Apr 142020
 

Da “Gazzetta di Mantova”. 23.03.2020

Altra aggressione al rientro a casa: pestato anche il figlio. Accorre la polizia, l’uomo affidato al centro psico sociale23 MARZO 2020

MANTOVA. Non si sentiva bene, era agitato e aggressivo. Una condizione legata a disturbi psichici in fase di evidente aggravamento. Per questo la moglie lo ha accompagnato dal medico. Ma già lungo il tragitto, e poi ancora in sala d’attesa, era una furia. La sua rabbia, incontenibile, si è riversata tutta sulla moglie, prima dal medico e quindi a casa, dove a farne le spese è stato anche il figlio. C’è voluto l’intervento di una pattuglia della squadra volante perché l’uomo, che ha cinquantacinque anni e nessun trascorso di maltrattamenti o violenze in famiglia, si mettesse tranquillo.
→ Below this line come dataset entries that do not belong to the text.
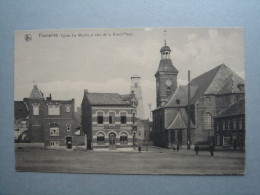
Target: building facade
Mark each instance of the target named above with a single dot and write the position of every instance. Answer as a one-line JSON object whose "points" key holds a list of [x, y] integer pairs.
{"points": [[210, 93], [229, 127], [108, 121], [50, 121]]}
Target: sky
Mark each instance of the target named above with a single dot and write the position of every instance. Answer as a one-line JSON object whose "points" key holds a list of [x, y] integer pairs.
{"points": [[65, 62]]}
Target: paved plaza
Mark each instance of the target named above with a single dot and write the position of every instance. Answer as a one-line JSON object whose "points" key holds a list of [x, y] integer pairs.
{"points": [[153, 161]]}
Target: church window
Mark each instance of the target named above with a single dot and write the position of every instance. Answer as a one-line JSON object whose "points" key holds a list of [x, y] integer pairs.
{"points": [[123, 138], [235, 124], [35, 109], [68, 127], [54, 143], [53, 109], [240, 124], [54, 131], [111, 117], [226, 141], [133, 118], [123, 118], [67, 107], [207, 118], [100, 138], [100, 117]]}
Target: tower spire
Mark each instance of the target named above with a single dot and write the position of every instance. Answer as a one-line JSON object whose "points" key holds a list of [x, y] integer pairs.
{"points": [[164, 37]]}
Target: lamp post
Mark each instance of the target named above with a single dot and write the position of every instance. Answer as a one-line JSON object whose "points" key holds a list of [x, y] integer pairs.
{"points": [[188, 128]]}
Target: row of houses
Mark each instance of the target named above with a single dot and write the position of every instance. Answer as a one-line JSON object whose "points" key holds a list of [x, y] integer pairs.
{"points": [[105, 120], [210, 109]]}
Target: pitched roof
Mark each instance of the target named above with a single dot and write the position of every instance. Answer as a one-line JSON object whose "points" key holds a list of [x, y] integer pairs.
{"points": [[128, 97], [232, 85], [218, 80], [234, 109], [135, 76], [180, 121], [20, 110], [36, 93], [166, 66], [105, 99], [180, 94]]}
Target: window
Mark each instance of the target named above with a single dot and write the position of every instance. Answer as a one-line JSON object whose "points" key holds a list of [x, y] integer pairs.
{"points": [[35, 109], [54, 143], [53, 109], [111, 118], [235, 124], [226, 141], [100, 138], [207, 118], [100, 117], [54, 131], [228, 125], [240, 124], [123, 118], [67, 107], [123, 138]]}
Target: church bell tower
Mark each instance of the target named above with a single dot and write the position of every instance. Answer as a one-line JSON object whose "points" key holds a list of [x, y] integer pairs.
{"points": [[166, 76]]}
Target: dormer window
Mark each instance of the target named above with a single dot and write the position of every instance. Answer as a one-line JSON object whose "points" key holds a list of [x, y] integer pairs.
{"points": [[67, 107], [36, 109], [241, 87], [54, 109]]}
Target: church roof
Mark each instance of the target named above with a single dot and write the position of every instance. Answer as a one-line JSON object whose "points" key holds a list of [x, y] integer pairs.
{"points": [[165, 48], [235, 109], [36, 93], [180, 121], [20, 110], [180, 97], [105, 99], [218, 81], [135, 76], [166, 66]]}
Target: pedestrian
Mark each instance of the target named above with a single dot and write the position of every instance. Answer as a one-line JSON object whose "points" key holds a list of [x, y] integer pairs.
{"points": [[197, 148], [211, 149], [139, 149]]}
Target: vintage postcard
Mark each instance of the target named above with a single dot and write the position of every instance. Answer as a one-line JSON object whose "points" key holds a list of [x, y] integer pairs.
{"points": [[130, 101]]}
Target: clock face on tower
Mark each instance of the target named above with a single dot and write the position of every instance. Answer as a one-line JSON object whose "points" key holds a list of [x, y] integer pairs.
{"points": [[168, 82]]}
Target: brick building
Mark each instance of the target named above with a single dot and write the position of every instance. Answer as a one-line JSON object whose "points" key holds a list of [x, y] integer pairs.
{"points": [[108, 121], [21, 116], [50, 121], [229, 127], [210, 93]]}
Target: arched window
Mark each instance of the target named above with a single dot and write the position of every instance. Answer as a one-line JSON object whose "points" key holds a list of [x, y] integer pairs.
{"points": [[207, 119], [111, 117], [54, 129], [123, 118], [123, 138], [100, 117], [100, 138]]}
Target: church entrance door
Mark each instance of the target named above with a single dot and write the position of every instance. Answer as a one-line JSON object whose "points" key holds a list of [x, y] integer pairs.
{"points": [[112, 141]]}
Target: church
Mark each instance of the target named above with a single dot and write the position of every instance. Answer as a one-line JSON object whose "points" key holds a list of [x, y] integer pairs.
{"points": [[185, 114]]}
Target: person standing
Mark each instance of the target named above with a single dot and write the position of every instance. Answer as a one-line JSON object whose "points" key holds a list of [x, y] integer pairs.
{"points": [[139, 149], [211, 149]]}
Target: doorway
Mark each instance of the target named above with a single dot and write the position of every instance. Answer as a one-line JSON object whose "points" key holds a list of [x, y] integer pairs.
{"points": [[69, 142], [112, 141]]}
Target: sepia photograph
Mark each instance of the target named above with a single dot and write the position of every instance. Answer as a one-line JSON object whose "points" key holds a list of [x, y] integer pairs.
{"points": [[159, 101]]}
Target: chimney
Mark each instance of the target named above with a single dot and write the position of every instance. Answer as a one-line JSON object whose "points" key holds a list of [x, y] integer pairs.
{"points": [[85, 91]]}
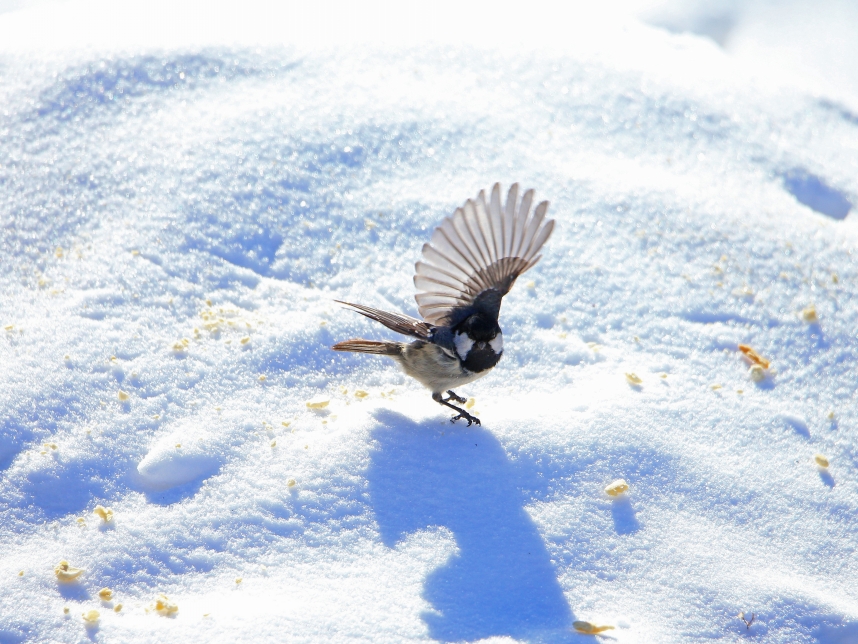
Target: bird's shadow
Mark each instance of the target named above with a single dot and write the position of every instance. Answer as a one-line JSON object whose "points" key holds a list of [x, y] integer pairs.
{"points": [[501, 581]]}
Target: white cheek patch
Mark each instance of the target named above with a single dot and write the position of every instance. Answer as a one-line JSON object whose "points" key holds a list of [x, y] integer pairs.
{"points": [[497, 343], [463, 344]]}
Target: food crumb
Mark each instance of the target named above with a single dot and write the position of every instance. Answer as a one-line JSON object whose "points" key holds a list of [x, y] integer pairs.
{"points": [[318, 402], [617, 487], [91, 616], [753, 356], [106, 514], [590, 629], [808, 314], [163, 606], [65, 572], [633, 379], [757, 373]]}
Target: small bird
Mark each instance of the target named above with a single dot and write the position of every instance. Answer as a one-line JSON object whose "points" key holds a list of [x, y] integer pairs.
{"points": [[471, 262]]}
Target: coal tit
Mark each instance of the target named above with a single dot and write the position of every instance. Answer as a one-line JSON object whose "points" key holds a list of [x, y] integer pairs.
{"points": [[471, 262]]}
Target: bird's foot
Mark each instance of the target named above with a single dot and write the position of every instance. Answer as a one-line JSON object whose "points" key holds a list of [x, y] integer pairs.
{"points": [[463, 414], [452, 396]]}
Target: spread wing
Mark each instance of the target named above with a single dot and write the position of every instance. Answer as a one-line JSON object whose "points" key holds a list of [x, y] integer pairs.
{"points": [[404, 324], [482, 247]]}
Al momento la questura non ha preso provvedimenti contro di lui. Ma la situazione è stata segnalata alle strutture socio-sanitarie del territorio, in particolare al Centro psico-sociale.

La vicenda risale alla mattinata di sabato quando una richiesta di intervento per una lite in famiglia è arrivata alla sala operativa della questura. Di qui è l’invio di una volante. Cos’era accaduto? Nella mattinata, a più riprese, un uomo aveva aggredito la moglie. Lo aveva fatto, ad esempio, mentre lo accompagnava a una visita medica,. Prima ha inveito violentemente contro lei. Poi, senza alcun motivo apparente, l’ha strattonata per i capelli e presa a pugni. L’uomo si è calmato solo in seguito, durante la visita medica. Ma poi, una volta sulla strada del rientro, è stato preso ancora da una rabbia furiosa. A casa ha ripreso a malmenare la moglie e se l’è presa anche con il figlio 24enne che cercava di difenderla: ha preso a calci e pugni anche lui.

L’intervento della polizia è riuscito a riportarlo alla calma. Gli agenti hanno anche verificato le condizioni di salute della donna e del figlio che avevano subito le percosse. «È in assoluto la prima volta che succede, non aveva mai alzato un dito contro di noi… non sta bene, è malato» ha riferito la moglie agli agenti. In effetti non risultano in passato interventi o denunce nei confronti dell’uomo, che ieri mattina è stato accompagnato dal medico proprio per l’aggravarsi dei suoi sintomi di disagio psichico.

Proprio per questo motivo i familiari hanno espresso l’intenzione di non querelarlo e nemmeno di rivolgersi al pronto soccorso – peraltro sprofondato in una situazione di emergenza per l’epidemia da coronavirus – per farsi medicare.